LangChain is versatile regarding its intended application environment, and therefore several types of chat history are supported. These types reflect pure ephemeral, in-memory histories to strategies that keep the most recent messages verbatim and finally complete persisted histories.

Chat history types are as follows:

  • ConversationBuffer and ConversationBufferMemory: An in-memory store, optionally capped at a maximum number of chats.
  • Entities: A knowledge extraction tool that extracts facts about entities. Requires a LLM that is tasked with determining which entities are mentioned in a conversation.
  • Conversation Knowledge Graph: Another extraction tool which stores any recognized facts in a knowledge graph. Also requires an LLM for the actual knowledge extraction.
  • ConversationSummaryMemory and ConversationSummaryBuffer: An advanced knowledge repository which condenses information about a conversation. The buffer version keeps most recent interactions verbatim and only condenses the older interactions.
  • VectorStoreRetrieverMemory: All interactions are stored in a memory store, and from this, the most relevant past messages are used to determine the relevant context history.

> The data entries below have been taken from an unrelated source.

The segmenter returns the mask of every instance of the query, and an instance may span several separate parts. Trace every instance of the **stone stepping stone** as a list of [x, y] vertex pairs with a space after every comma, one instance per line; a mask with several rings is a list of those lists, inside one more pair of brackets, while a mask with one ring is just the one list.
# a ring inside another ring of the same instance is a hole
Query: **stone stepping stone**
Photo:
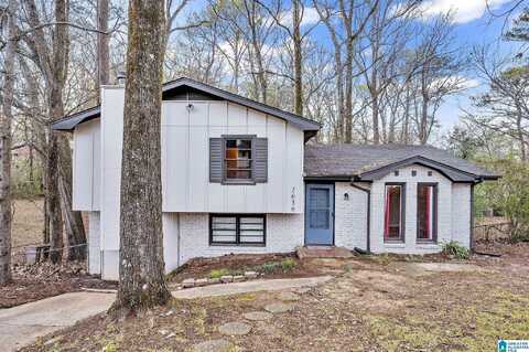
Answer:
[[227, 322], [218, 327], [218, 332], [225, 335], [244, 335], [250, 332], [251, 327], [244, 322]]
[[292, 311], [293, 309], [294, 309], [294, 306], [282, 303], [282, 302], [270, 303], [264, 306], [264, 310], [271, 313], [285, 313], [288, 311]]
[[226, 340], [209, 340], [193, 345], [192, 352], [230, 352], [234, 344]]
[[300, 296], [295, 295], [294, 292], [281, 292], [279, 294], [278, 298], [288, 302], [300, 300]]
[[244, 313], [242, 317], [251, 321], [261, 321], [261, 320], [272, 319], [272, 314], [266, 311], [250, 311], [249, 313]]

For the purpose of a local chat agent, the in-memory ConversationBufferMemory with 100 entries is sufficient.

from langchain_community.llms import Ollama
from langchain.memory import ConversationBufferWindowMemory

llm = Ollama(model="llama2")

from langchain.chains import ConversationChain

chain = ConversationChain(
    llm=llm,
    memory=ConversationBufferWindowMemory(k=10),
    verbose=True
)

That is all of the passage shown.